Notamment du fait des origines de ses fondateurs (Leica avait encouragé Jean-Claude à monter cet atelier de réparation), l'Atelier 102 a été, des années durant, le réparateur officiel de plusieurs grandes marques (Leica, Rollei, Mamiya...). Les techniciens de l'Atelier (ils ont été parfois une dizaine), électroniciens ou micromécaniciens, certains plus particulièrement spécialisés dans les grandes marques (et régulièrement formés par Leica par exemple), ont fait de cet atelier, pendant des années maintenant enfouies dans le passé, un lieu central de la photographie, rendez-vous des professionnels de la photographie qui n'était alors qu'argentique.

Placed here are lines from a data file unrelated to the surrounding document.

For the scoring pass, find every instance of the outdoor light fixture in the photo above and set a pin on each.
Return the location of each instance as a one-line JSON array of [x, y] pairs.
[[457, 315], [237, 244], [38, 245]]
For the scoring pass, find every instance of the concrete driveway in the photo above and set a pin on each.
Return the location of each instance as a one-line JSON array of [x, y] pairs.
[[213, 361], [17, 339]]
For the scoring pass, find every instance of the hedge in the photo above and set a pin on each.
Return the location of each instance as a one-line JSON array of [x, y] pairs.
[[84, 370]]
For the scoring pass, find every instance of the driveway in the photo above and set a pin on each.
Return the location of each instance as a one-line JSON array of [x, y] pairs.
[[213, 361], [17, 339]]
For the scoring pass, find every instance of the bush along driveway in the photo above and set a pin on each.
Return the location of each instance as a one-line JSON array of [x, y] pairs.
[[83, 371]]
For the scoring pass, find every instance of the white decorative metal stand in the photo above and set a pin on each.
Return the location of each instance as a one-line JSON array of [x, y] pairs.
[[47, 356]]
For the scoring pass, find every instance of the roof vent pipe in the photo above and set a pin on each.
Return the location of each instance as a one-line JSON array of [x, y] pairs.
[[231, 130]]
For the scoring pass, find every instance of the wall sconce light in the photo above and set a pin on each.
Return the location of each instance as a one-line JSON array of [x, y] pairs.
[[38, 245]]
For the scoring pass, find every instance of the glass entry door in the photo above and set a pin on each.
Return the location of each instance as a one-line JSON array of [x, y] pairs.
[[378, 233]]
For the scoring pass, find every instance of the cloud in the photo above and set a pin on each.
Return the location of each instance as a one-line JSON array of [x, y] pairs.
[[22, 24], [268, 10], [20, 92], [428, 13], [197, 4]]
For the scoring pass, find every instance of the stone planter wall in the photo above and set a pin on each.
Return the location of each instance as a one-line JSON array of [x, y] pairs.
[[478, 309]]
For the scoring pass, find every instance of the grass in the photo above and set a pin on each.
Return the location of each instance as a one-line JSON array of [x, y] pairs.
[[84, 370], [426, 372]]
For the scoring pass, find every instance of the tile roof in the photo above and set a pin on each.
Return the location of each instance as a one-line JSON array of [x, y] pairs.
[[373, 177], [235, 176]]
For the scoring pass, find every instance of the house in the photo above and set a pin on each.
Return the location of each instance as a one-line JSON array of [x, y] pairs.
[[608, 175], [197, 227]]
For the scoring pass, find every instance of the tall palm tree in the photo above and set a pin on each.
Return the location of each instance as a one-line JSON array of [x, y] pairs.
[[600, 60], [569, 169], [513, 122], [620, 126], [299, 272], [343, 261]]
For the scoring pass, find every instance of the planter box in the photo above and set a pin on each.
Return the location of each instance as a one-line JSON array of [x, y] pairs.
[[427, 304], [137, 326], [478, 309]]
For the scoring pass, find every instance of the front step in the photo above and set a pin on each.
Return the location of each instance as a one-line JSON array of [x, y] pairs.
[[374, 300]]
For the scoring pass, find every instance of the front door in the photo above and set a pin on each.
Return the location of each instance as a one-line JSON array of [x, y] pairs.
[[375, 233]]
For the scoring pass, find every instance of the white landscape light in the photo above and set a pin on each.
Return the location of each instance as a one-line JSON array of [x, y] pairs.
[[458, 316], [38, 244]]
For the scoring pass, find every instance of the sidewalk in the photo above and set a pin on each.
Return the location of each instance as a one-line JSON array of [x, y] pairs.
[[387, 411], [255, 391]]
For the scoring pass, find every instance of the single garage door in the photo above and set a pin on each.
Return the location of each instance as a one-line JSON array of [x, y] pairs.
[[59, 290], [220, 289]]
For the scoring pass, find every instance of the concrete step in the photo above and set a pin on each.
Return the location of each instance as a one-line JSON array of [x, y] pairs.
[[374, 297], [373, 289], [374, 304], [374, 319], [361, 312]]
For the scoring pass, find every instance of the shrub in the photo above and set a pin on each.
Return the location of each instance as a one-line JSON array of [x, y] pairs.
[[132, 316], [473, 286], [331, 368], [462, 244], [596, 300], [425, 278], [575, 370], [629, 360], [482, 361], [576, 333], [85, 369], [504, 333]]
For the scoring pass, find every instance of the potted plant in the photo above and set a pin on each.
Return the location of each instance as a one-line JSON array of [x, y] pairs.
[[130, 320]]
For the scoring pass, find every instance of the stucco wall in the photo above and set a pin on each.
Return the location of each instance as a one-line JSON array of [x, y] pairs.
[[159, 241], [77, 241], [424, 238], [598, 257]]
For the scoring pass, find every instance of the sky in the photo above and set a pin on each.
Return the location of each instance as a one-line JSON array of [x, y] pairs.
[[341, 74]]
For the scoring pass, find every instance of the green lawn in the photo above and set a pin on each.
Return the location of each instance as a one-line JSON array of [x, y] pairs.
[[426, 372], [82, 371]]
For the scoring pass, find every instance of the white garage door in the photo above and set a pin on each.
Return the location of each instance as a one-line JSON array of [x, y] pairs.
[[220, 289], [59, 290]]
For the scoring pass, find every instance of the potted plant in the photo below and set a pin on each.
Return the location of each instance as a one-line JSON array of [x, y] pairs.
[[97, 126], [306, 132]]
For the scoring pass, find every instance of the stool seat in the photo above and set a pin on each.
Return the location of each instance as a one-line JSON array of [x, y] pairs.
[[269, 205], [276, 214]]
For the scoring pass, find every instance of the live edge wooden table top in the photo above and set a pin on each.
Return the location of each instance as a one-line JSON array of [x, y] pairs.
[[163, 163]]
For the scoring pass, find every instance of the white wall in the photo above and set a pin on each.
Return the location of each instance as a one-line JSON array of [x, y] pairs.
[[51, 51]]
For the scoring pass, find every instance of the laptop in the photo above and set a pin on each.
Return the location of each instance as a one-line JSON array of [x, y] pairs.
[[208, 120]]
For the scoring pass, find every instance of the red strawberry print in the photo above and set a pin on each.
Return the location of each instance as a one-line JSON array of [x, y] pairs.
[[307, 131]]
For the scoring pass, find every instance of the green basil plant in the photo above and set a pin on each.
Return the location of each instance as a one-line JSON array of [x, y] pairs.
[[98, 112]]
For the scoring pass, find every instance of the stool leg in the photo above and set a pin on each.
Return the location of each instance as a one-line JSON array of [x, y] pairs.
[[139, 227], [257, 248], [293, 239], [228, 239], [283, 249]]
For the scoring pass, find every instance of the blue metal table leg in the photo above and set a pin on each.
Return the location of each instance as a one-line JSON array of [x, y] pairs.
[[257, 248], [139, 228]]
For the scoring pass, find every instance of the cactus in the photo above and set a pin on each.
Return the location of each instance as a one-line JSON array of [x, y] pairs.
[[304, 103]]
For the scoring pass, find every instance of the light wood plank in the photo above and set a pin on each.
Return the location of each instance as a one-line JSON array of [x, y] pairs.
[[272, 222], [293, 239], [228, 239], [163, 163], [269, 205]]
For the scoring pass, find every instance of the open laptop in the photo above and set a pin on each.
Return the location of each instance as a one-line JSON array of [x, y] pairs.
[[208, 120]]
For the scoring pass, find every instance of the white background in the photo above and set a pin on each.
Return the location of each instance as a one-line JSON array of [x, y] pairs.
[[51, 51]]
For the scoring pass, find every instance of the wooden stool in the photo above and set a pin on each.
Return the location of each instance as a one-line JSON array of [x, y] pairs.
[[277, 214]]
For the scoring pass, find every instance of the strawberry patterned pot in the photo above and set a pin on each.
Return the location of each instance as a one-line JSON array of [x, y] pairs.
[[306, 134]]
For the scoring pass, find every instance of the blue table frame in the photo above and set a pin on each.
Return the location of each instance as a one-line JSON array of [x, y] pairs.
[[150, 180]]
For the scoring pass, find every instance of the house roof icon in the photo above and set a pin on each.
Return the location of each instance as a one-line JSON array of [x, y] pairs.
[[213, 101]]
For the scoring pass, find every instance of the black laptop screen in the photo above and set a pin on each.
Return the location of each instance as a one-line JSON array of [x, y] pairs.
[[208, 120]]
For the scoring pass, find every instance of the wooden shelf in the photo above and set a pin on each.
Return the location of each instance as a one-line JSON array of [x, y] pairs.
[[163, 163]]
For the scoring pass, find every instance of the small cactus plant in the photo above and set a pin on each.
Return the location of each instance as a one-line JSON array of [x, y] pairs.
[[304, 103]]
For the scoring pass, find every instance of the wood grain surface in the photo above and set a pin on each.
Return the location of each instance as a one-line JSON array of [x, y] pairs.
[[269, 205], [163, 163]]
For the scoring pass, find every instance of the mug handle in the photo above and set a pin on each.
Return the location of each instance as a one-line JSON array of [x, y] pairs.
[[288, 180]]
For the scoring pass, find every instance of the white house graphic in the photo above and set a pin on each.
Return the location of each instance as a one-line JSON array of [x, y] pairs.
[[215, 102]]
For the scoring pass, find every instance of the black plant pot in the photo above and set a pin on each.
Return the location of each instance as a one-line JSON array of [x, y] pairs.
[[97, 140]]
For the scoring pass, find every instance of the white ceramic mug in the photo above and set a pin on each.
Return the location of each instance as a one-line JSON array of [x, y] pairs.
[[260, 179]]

Une des cinq émissions consacrées à Robert Doisneau par France Culture avait été réalisée à l'Atelier 102 peut-être un an avant que je vienne frapper à la porte de l'atelier au printemps 1993 pour demander à Jean-Claude et à Gérard si je pouvais venir photographier l'endroit. Un jour, en fin d'après-midi, Sebastiao Salgado est venu offrir aux gars de l'atelier son livre "La Main de l'Homme". J'ai fait quelques clichés de Salgado que je lui ai donnés un an ou deux plus tard. A cette occasion, il m'a dit que les gars de l'Atelier étaient comme les personnes qu'il montrait dans son livre. Comment mieux dire?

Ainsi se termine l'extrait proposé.